I have two questions about the mitzvah of the four species.
1) The species involved are weird. One would expect that they include species common to the land of Israel, like grapes or olives. But none of the "seven species" appears in the four species. In fact, the four species have very little importance in Tanach in any context except for this mitzvah.
2) Chazal say that the four species represent four types of people who must be united for the mitzvah to be performed. What is the source for this midrash?
To answer these questions, we must look at where each of the species grows.
The lulav is part of the palm tree, which grows in the desert.
The etrog is a citrus fruit, which grows in the coastal plain (like the Jaffa orange).
The arava grows in valleys ("arvei nachal").
The hadas grow in mountainous regions.
We see that each of the species grows in a different part of the land of Israel. A person living in Ein Gedi, for example, would have plenty of palm trees around, but no etrog trees. Meanwhile, a person living in Kfar Sava would have plenty of etrogs but no lulavs. When everyone gathered to Jerusalem for Sukkot, the Kfar Sava people would have to swap their etrogs for the Ein Gedi people's lulavs, so that each group would have both lulavs and etrogs. Similarly, they would have to find people from the mountains (Hevron?) and valleys (Afula?) in order to obtain hadasim and aravot.

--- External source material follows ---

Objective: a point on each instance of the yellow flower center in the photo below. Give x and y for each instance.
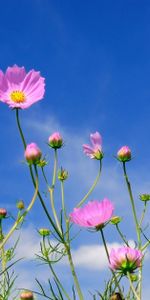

It seems that the four species is a mitzvah that no individual could perform on their own. Only one of the four species would grow in their hometown, and the others would have to be obtained from people living in other parts of Israel. Thus, it was a mitzvah that had to be performed by the entire people, working together, coming together to Jerusalem.
After the exile, Jews no longer lived in each part of the land of Israel, and they would not all gather to Jerusalem on the holidays. Thus, it no longer made sense to talk about the mitzvah as uniting people from different geographic regions. Instead, Chazal said that each species represented a person of a differing type of piety - and people of all such types can be found in any place.